Personal brand, social media and other ‘secret disruptors’ for financial planners
Technology-enabled innovation has not only impacted on product design and delivery but on the way in which customers interreact with each component in the insurance and investment value chain. And it has forever changed the way in which financial planners conduct their business. Those who want to climb to the top of the financial planning discipline must leverage every benefit that technology affords them; but they cannot do so in isolation.
“We can hardly imagine what is possible in terms of what exponential technology will deliver,” said Nikolaus Eberl of the Reciprocation Marketing Agency.
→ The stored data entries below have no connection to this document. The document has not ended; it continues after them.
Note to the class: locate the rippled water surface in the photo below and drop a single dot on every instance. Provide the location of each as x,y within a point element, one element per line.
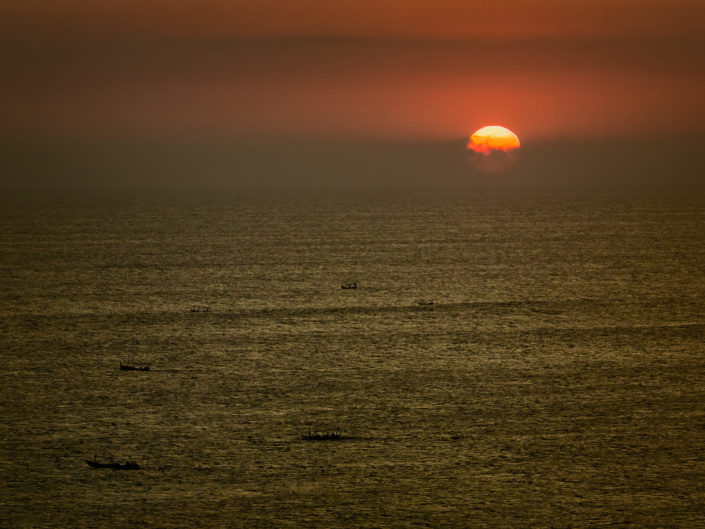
<point>556,381</point>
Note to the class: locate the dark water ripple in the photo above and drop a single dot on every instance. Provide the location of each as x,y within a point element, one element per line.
<point>556,381</point>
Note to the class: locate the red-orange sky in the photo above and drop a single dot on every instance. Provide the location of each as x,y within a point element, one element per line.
<point>411,69</point>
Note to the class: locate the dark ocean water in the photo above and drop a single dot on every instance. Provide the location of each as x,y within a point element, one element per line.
<point>556,381</point>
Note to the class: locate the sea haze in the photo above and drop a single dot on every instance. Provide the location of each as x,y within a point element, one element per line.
<point>555,381</point>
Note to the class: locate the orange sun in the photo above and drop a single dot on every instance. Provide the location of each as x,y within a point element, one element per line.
<point>493,138</point>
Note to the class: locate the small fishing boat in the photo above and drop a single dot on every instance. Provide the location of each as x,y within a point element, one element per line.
<point>127,465</point>
<point>329,436</point>
<point>136,367</point>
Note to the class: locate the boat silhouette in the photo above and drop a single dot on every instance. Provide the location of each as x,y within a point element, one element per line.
<point>136,367</point>
<point>127,465</point>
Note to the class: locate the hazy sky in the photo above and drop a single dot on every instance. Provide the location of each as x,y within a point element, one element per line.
<point>364,68</point>
<point>306,70</point>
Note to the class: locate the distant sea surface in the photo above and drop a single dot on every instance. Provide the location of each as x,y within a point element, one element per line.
<point>556,380</point>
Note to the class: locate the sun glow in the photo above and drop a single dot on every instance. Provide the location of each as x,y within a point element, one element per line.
<point>493,138</point>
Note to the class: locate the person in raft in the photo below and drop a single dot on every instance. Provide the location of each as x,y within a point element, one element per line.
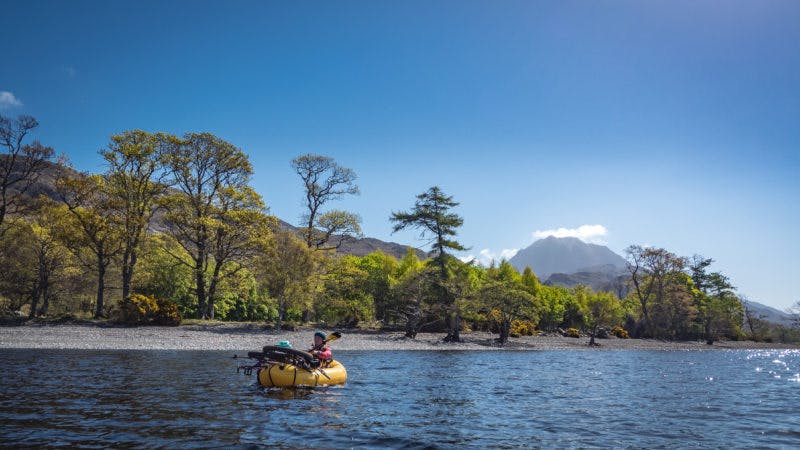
<point>321,348</point>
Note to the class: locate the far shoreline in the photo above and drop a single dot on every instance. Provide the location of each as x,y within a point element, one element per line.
<point>240,337</point>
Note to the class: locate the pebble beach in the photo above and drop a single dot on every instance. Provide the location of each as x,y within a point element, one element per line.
<point>251,337</point>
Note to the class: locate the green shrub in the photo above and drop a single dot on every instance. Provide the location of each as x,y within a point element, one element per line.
<point>167,314</point>
<point>522,328</point>
<point>572,332</point>
<point>139,309</point>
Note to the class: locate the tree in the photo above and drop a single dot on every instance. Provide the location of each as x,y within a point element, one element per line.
<point>21,164</point>
<point>288,269</point>
<point>50,255</point>
<point>95,226</point>
<point>411,295</point>
<point>719,310</point>
<point>432,214</point>
<point>215,216</point>
<point>653,272</point>
<point>135,184</point>
<point>381,269</point>
<point>601,309</point>
<point>345,301</point>
<point>324,181</point>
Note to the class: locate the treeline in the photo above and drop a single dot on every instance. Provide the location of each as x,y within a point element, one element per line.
<point>172,229</point>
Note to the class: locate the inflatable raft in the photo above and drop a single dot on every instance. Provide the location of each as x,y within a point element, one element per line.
<point>287,375</point>
<point>285,367</point>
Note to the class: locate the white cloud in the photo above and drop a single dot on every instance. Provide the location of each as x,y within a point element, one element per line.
<point>586,233</point>
<point>7,100</point>
<point>486,256</point>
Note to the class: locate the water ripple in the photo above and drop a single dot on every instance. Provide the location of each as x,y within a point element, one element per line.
<point>430,400</point>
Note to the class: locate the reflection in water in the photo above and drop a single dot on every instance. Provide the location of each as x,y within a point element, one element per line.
<point>407,399</point>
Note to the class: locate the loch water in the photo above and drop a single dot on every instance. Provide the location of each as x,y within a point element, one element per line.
<point>410,399</point>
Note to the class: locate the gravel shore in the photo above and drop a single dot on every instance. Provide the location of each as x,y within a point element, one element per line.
<point>244,337</point>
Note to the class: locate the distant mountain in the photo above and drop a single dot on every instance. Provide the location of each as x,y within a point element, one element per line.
<point>770,314</point>
<point>365,246</point>
<point>602,279</point>
<point>567,256</point>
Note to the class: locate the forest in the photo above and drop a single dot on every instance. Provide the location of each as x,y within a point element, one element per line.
<point>173,230</point>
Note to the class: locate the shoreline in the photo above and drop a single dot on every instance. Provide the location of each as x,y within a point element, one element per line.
<point>251,337</point>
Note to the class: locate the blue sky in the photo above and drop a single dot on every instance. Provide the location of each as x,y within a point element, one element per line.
<point>666,123</point>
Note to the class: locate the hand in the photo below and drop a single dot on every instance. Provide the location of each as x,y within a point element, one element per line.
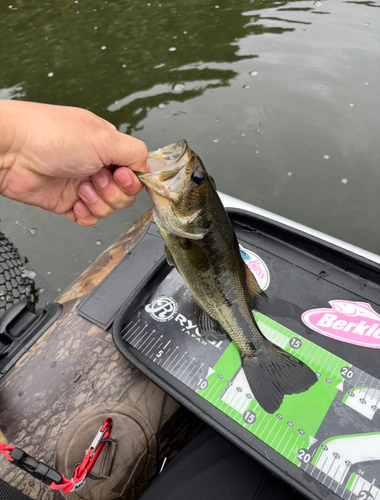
<point>63,160</point>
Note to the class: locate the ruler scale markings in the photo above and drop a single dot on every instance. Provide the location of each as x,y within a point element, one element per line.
<point>341,479</point>
<point>183,368</point>
<point>178,362</point>
<point>323,466</point>
<point>328,472</point>
<point>216,392</point>
<point>123,330</point>
<point>274,439</point>
<point>170,356</point>
<point>162,359</point>
<point>148,344</point>
<point>357,479</point>
<point>233,404</point>
<point>196,373</point>
<point>175,362</point>
<point>153,346</point>
<point>191,371</point>
<point>363,384</point>
<point>286,430</point>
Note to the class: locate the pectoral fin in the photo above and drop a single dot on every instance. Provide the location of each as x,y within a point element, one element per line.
<point>195,255</point>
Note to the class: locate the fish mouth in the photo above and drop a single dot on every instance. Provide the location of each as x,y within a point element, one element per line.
<point>165,158</point>
<point>165,163</point>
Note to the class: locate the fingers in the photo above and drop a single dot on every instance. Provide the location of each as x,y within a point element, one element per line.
<point>128,151</point>
<point>106,193</point>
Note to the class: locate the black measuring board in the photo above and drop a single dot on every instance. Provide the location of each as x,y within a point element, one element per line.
<point>325,442</point>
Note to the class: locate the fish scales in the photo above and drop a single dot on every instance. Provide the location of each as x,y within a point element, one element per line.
<point>200,242</point>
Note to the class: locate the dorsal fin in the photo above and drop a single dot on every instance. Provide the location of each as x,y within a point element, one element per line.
<point>255,294</point>
<point>169,256</point>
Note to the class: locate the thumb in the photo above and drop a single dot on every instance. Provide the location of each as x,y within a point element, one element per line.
<point>129,152</point>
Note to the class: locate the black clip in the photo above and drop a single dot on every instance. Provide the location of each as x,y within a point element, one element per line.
<point>34,467</point>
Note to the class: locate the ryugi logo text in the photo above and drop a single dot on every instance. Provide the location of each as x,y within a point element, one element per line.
<point>165,308</point>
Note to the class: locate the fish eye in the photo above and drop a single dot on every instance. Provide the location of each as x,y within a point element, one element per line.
<point>198,177</point>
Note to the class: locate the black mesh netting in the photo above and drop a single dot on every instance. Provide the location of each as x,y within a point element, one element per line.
<point>16,280</point>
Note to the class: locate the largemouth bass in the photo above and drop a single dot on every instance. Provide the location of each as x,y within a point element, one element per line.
<point>201,243</point>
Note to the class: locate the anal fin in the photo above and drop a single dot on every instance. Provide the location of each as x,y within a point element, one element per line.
<point>256,295</point>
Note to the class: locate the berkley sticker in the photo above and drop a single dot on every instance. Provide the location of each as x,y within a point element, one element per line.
<point>257,267</point>
<point>353,322</point>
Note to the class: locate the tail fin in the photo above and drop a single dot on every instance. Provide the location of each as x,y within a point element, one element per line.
<point>274,373</point>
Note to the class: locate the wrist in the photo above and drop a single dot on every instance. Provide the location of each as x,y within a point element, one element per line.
<point>9,123</point>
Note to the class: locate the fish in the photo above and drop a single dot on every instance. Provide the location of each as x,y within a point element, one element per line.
<point>201,244</point>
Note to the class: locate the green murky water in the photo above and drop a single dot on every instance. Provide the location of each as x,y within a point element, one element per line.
<point>280,99</point>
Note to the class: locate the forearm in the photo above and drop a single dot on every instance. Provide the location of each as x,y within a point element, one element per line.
<point>13,123</point>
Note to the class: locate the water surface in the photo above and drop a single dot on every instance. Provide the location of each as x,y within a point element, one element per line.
<point>279,98</point>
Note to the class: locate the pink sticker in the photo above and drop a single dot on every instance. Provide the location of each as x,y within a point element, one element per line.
<point>353,322</point>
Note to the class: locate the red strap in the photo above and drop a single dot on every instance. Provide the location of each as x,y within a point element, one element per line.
<point>66,485</point>
<point>69,485</point>
<point>6,451</point>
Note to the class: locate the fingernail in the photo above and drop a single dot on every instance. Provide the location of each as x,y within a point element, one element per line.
<point>88,193</point>
<point>81,208</point>
<point>101,179</point>
<point>123,177</point>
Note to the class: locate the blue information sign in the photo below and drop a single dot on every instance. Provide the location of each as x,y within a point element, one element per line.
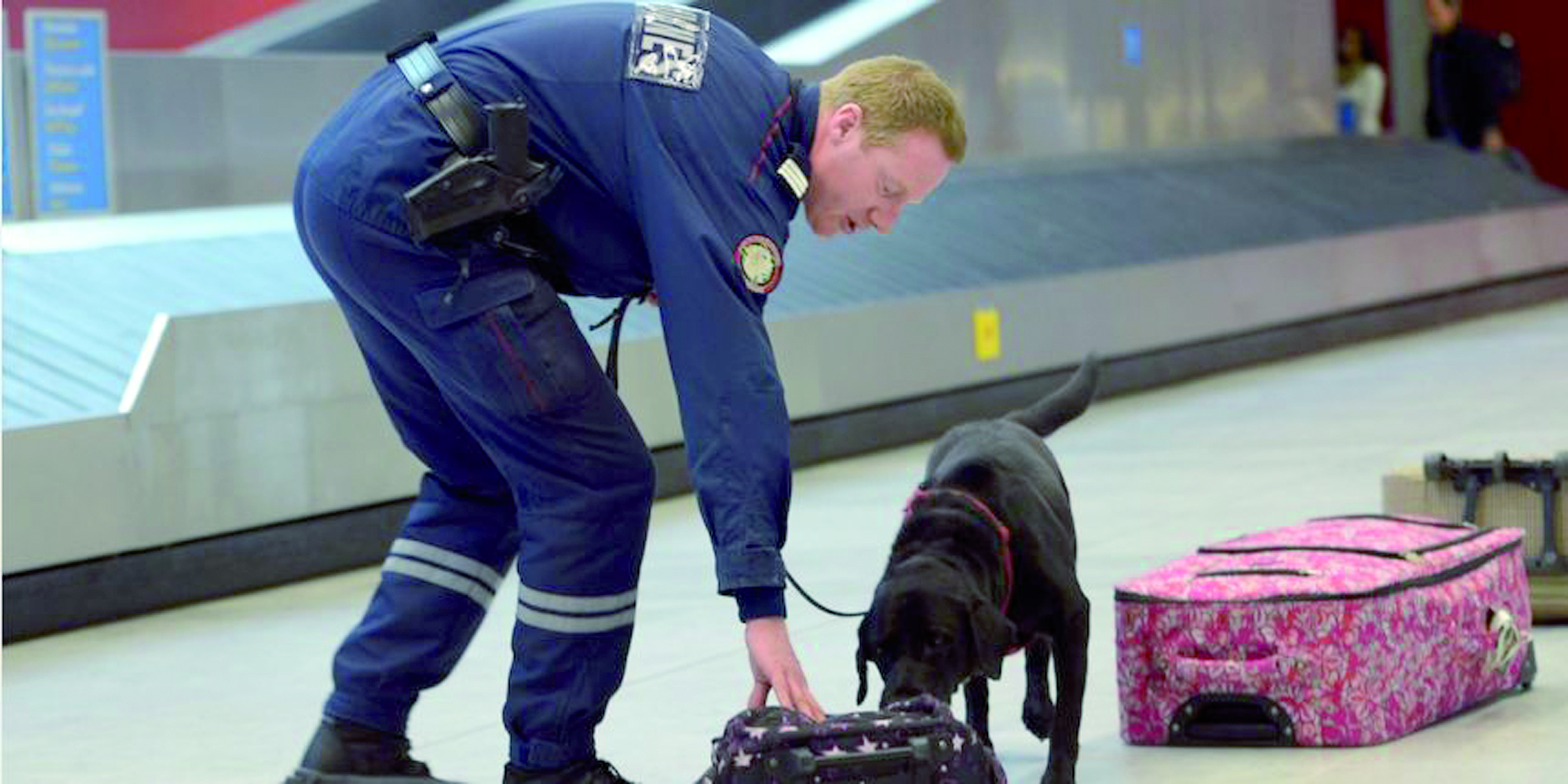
<point>68,110</point>
<point>1133,44</point>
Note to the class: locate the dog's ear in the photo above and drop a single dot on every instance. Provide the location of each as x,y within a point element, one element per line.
<point>992,636</point>
<point>864,651</point>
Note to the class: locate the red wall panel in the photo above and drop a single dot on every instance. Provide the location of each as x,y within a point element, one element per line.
<point>1539,121</point>
<point>153,24</point>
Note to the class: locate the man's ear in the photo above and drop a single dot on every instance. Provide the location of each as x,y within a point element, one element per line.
<point>992,636</point>
<point>844,121</point>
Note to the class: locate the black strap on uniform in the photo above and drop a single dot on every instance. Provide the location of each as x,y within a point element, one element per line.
<point>440,90</point>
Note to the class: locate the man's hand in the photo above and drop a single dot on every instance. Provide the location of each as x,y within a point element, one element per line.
<point>774,667</point>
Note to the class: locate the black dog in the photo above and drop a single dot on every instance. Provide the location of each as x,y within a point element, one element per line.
<point>985,565</point>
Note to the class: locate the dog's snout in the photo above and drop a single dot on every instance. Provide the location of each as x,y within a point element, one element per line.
<point>899,694</point>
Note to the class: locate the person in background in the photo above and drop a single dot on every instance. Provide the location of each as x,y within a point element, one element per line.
<point>1463,99</point>
<point>1362,85</point>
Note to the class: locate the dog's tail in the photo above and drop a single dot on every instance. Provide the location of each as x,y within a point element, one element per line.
<point>1065,403</point>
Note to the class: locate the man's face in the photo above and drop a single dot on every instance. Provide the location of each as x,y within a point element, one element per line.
<point>1441,16</point>
<point>858,187</point>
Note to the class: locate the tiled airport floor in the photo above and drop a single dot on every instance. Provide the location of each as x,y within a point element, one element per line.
<point>228,692</point>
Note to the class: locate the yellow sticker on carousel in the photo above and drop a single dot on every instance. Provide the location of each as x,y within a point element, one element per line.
<point>988,335</point>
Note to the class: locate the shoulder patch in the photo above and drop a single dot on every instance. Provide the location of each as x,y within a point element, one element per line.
<point>669,46</point>
<point>761,264</point>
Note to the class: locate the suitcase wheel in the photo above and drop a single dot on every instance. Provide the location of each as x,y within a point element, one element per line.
<point>1528,672</point>
<point>1499,468</point>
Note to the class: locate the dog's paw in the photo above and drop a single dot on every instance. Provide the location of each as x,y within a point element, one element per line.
<point>1059,775</point>
<point>1040,717</point>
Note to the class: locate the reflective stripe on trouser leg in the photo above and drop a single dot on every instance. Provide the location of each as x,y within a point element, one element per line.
<point>425,610</point>
<point>577,567</point>
<point>459,537</point>
<point>532,403</point>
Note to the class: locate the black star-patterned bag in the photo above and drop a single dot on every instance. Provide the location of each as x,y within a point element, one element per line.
<point>913,742</point>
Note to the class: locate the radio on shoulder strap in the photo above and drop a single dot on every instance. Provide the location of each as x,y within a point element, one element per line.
<point>472,185</point>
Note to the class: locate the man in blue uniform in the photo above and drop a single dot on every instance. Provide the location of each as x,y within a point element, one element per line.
<point>683,154</point>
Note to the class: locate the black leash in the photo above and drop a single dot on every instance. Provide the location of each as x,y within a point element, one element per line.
<point>618,316</point>
<point>791,578</point>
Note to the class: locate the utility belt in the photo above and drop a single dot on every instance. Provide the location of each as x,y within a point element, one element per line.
<point>491,176</point>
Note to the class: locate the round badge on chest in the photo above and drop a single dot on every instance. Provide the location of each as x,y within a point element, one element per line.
<point>761,264</point>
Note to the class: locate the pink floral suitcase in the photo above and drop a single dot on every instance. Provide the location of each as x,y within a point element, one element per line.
<point>1336,632</point>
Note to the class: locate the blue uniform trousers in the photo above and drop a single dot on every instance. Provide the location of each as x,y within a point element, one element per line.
<point>530,457</point>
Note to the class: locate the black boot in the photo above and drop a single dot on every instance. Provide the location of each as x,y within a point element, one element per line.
<point>588,772</point>
<point>346,753</point>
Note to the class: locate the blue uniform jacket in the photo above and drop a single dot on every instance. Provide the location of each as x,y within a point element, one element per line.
<point>669,126</point>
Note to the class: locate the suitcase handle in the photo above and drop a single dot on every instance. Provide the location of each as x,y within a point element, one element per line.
<point>896,766</point>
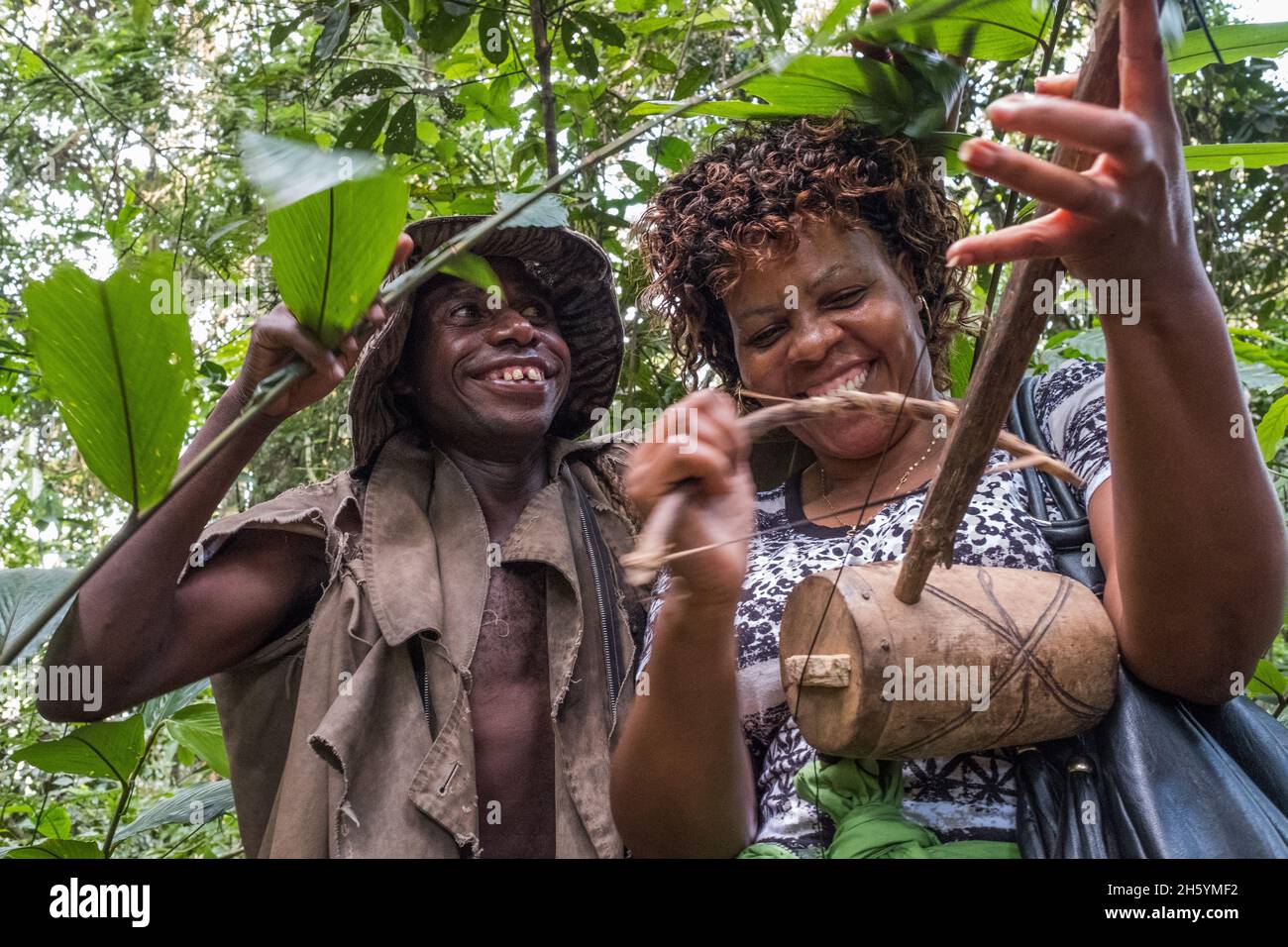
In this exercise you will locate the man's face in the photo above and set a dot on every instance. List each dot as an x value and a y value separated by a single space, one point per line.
485 375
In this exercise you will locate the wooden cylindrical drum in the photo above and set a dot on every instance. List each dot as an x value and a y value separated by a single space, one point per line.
988 657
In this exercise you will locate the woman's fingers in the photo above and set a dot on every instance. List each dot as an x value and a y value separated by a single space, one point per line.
1042 239
1063 85
1145 85
1041 179
281 330
697 438
872 51
402 250
1122 136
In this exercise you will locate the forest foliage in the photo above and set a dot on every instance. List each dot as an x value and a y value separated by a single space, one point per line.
121 129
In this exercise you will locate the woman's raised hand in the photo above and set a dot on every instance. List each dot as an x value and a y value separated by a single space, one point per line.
1126 217
698 442
278 338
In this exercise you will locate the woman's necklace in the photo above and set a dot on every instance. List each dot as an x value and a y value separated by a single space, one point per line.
822 476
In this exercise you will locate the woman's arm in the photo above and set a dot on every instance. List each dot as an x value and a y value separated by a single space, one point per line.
149 633
682 781
1188 527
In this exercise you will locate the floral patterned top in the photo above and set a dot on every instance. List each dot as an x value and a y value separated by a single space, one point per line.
965 796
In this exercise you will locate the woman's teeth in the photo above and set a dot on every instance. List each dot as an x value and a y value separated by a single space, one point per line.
853 384
515 372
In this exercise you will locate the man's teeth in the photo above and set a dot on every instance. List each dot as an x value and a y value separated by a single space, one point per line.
516 373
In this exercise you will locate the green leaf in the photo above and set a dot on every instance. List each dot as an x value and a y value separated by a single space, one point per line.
279 31
287 171
601 29
197 728
777 13
1267 681
442 31
1271 428
1258 376
117 359
472 268
818 85
54 821
1228 158
961 354
22 594
493 38
692 78
170 703
331 250
671 153
56 848
400 136
997 30
546 210
141 13
362 131
657 60
395 17
368 81
193 805
108 750
335 29
1235 42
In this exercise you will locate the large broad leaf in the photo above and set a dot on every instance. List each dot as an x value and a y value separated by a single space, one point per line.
1229 158
55 848
22 594
117 359
286 171
999 30
194 805
961 355
108 749
1271 428
331 250
1235 42
197 728
472 268
1258 376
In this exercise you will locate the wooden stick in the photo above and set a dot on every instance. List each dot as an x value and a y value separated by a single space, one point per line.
653 547
1012 339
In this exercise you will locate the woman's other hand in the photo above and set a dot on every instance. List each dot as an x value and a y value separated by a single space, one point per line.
698 444
1126 217
278 338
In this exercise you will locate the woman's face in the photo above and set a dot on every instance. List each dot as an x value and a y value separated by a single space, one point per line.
835 312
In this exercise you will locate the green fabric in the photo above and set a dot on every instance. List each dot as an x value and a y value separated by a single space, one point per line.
864 799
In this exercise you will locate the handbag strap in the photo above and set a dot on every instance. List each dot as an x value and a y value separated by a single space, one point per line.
605 590
1068 536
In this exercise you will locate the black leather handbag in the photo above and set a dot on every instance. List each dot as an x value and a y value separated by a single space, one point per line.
1158 777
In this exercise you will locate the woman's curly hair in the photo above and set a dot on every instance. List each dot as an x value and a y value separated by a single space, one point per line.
742 200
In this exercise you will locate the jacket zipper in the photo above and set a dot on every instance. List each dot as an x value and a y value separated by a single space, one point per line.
603 620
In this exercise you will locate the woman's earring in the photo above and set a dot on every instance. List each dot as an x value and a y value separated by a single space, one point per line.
926 324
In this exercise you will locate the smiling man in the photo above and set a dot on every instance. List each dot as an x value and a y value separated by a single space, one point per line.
424 655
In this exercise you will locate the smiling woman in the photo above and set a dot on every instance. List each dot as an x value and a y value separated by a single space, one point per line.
804 256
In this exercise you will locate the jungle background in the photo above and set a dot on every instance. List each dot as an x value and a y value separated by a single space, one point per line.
119 129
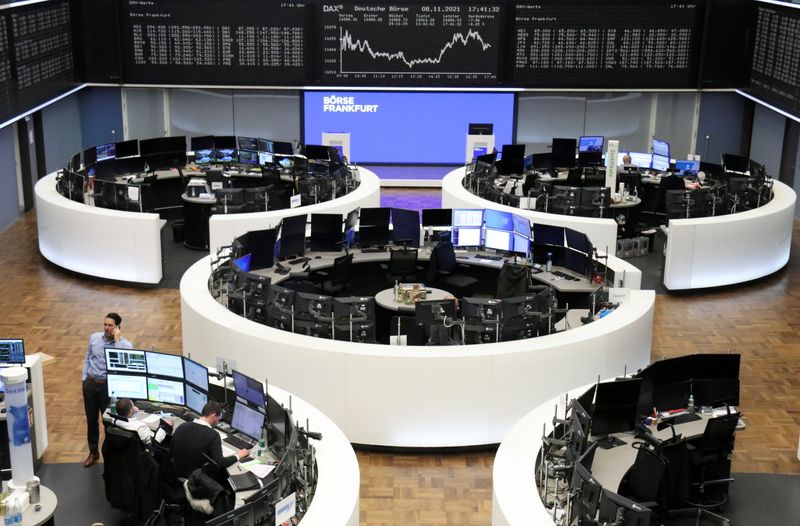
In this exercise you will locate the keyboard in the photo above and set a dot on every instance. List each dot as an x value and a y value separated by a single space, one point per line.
237 442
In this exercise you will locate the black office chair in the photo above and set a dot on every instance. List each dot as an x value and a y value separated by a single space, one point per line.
336 280
402 265
712 459
512 281
441 271
644 482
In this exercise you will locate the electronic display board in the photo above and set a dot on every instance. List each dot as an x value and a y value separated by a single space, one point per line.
775 65
408 44
236 42
606 43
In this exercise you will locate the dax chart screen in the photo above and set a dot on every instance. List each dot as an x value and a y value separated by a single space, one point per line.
405 44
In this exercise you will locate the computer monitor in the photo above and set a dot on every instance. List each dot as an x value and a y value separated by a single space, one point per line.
312 307
588 490
616 509
282 148
248 157
481 308
522 225
512 151
247 420
405 227
437 217
374 216
498 240
161 364
467 217
576 261
125 361
476 128
660 163
105 152
317 152
687 167
428 312
641 159
326 232
498 220
578 241
165 391
226 155
591 143
195 373
548 235
127 386
12 350
616 407
202 142
248 389
735 163
247 143
521 245
241 516
195 398
465 236
281 297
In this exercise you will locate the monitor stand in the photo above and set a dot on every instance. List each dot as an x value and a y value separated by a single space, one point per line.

He told the financial planners gathered at the 2017 FPI Professionals Convention that the change they had experienced over the past decade was the ‘tip of the technology iceberg’ and that change would accelerate massively in the coming 10 years.
This technology revolution will fundamentally change all aspects of retirement and retirement planning, with years in retirement likely to increase to periods of 50 or even 60 years. “If you have a child today, and that child lives a healthy lifestyle, he or she could live up to 142 years,” he said. “We will retire into a new world of work where we will have to embrace a new companion, artificial intelligence”.
Kobus Kleyn, CFP ® – who participated alongside Eberl, Tim Slatter (timslatter.com) and Tsholofelo Dihutso, CPRP (FPI) in a panel discussion on online communication – has already taken significant steps towards embracing technology thanks to his early adoption of social media as a tool to elevate his personal brand. “Every one of us has a personal brand and how we inflict that on our community, our clients and our prospects makes all the difference – the power of personal branding will change your life,” he said.
Social media platforms such as Linked-In make it possible for accelerated brand building without incurring massive expense. “These platforms are not only about attracting new clients, but about retaining your existing book,” said Kleyn. “To succeed you must create and promote an authentic brand that renders consistently on each of your social media accounts”. This view resonated with Slatter who observed that authenticity was key to the client’s perception of an advisor’s value. You need to be at the heart of your online communication strategy and empower consumers to engage with your brand.
Kleyn, who has a formidable online following and has written extensively on his passion for the financial advice profession, posed some rhetorical questions to get the audience thinking. Does your brand stand out from the crowd? Are you creating a lot of noise in the market? Are you creating an online presence that is differentiated and recognisable? And most importantly, are you positioning yourself as an authority and thought leader in the profession.
Social media can be daunting but there is help available for financial planners that want to invent or re-invent their online profiles. “FPI has created a digital forum (tribe.fpi.co.za) comprising experts in digital, social media and wealth financial planning,” said Dihutso. “We invite all FPI members to join this growing community to grow and maintain their practices”.
Mastery of personal brand and social media has many upsides. Not only will you attract new clients; but your exiting book will be able to resist the advances from younger and increasingly competitive financial planners – they will not desert a ‘winning’ brand for a tech-savvy newcomer. “A focus on your personal brand prepares you for new regulation such as treating customers fairly; allows you flexibility in fee charging; pulls new prospects; and assists in client retention,” concluded Kleyn. “It empowers you to declare and promote your passion for financial planning”.